In the latest IMF review, not yet incorporating the terror incidents’ fallout, that deficit is projected to improve slightly on 3.5% commodities and manufacturing-driven growth. Despite food-price stabilization with normal weather, inflation will be 4.5%, and global financial and trade “adverse shocks” threaten tourism, capital flows, and foreign direct investment.

Public debt is 90% of GDP, with “lumpy” near-term repayments increasing rollover risk, and the fiscal-deficit target of 3.5% will stay out of reach without state-enterprise restructuring and sales.

The electricity, petroleum and airline companies had 1.5% of GDP in losses in 2018, and governance and subsidy overhauls are long overdue, according to the IMF document. Divestiture through stock-exchange listings could boost foreign investor sentiment after temporary currency controls ended in March, it suggests.

While debt owed to China is in the headlines with the $1 billion takeover of the Hambantota Port, it accounts for less than 10% of the external total, compared with heavier loads due the Asian Development Bank and Japan.

A new central bank law aims to phase out government lending, limit currency intervention and boost independence. It steadied the rupee in the aftermath of the April carnage, but net purchases in the $150 million range have been minor compared with $1 billion last year.

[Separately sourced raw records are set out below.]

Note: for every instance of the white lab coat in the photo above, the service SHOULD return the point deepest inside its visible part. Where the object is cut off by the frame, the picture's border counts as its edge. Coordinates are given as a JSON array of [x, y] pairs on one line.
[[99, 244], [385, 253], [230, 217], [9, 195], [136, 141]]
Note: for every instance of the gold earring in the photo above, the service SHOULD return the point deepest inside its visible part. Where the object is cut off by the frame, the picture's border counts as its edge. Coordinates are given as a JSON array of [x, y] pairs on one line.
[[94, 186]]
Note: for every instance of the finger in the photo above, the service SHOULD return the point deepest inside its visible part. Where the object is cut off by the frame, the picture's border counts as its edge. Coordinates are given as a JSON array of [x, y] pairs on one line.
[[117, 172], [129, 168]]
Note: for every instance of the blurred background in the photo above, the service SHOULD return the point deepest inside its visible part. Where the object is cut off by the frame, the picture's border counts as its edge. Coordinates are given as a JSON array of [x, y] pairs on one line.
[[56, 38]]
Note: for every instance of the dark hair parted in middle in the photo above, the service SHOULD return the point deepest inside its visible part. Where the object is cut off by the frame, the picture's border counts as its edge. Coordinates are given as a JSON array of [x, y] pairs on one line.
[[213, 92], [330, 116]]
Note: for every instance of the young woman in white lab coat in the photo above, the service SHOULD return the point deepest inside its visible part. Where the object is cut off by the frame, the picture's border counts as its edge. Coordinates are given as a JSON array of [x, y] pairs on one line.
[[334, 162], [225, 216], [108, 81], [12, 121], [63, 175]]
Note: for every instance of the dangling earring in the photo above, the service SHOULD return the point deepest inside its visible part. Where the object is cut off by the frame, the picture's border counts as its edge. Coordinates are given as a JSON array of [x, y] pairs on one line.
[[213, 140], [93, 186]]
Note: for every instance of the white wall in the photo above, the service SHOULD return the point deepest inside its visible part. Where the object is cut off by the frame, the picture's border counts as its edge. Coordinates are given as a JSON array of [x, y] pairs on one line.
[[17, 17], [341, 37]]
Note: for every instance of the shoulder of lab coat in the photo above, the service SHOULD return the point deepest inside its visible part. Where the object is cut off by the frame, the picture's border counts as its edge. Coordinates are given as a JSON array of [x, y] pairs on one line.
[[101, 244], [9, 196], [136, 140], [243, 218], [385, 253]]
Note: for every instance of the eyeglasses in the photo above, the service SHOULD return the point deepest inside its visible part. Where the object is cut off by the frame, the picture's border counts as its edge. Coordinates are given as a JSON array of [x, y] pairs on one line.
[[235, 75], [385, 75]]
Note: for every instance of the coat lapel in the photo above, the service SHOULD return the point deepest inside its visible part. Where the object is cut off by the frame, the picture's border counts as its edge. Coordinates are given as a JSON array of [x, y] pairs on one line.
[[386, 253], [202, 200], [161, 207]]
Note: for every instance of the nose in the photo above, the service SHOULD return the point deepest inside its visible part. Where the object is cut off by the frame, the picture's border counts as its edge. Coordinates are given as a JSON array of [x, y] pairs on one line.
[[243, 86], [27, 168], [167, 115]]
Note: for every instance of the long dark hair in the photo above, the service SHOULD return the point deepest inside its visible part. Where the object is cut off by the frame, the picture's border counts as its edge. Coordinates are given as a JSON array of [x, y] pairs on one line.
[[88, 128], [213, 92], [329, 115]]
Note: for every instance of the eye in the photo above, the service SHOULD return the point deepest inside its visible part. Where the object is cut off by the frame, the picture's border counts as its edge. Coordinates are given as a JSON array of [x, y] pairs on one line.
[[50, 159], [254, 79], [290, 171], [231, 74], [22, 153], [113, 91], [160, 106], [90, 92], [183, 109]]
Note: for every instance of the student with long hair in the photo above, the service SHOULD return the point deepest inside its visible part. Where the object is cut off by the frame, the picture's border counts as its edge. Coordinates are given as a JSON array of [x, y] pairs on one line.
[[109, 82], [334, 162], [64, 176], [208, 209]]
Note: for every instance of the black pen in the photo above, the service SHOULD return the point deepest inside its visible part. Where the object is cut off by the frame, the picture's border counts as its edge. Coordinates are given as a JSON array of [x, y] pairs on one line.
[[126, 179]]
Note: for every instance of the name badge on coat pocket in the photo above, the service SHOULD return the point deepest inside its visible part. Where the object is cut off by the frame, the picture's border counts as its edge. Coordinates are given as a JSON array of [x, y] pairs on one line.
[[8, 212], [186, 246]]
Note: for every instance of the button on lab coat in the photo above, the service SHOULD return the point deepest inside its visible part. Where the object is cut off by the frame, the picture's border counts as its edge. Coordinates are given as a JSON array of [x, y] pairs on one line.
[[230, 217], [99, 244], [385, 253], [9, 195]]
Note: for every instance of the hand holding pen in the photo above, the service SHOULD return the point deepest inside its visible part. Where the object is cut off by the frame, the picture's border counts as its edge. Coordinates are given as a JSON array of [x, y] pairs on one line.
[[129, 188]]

A cap on foreign buying of local-government bonds remains in place at 5% of the outstanding amount, following large fund outflows during the early 2019 skirmish between the president and prime minister.

Annual credit growth will approach 15% this year, with bank and non-bank bad-loan ratios at 3.5% and 7.5% respectively. Non-banks need fresh capital to meet Basel III standards, and comprehensive deposit insurance for the entire system will soon be introduced as anti-money-laundering procedures are also upgraded to Financial Action Task Force compliance levels, the IMF commented.

South Korea

Korean stocks that were positive through April, on the other hand, also got an excess-credit non-bank warning in a May Article IV report by the IMF. It forecast lackluster 2.5% growth on China-related semiconductor export drag that will only be partially offset by fiscal stimulus.

Unfavorable demographic and productivity trends, rising income inequality, and rigid labor and product markets stifling small-firm competition against the chaebol conglomerates are longer-term structural obstacles, joining the geopolitical uncertainty on the peninsula with diplomatic negotiations with North Korea in limbo.

Household credit expansion is still above 5%, with the ratio to disposable income at a dangerous 160%, and two-thirds of the total at variable rates.

Macro-prudential debt-service limits will be extended to non-banks in the coming months, as they shift client emphasis from personal to corporate borrowers in a possible pre-emptive strategy. Their business-real-estate lending is up 30%, as aggregate company leverage tops GDP and property defaults raise the specter of a non-nuclear chain reaction.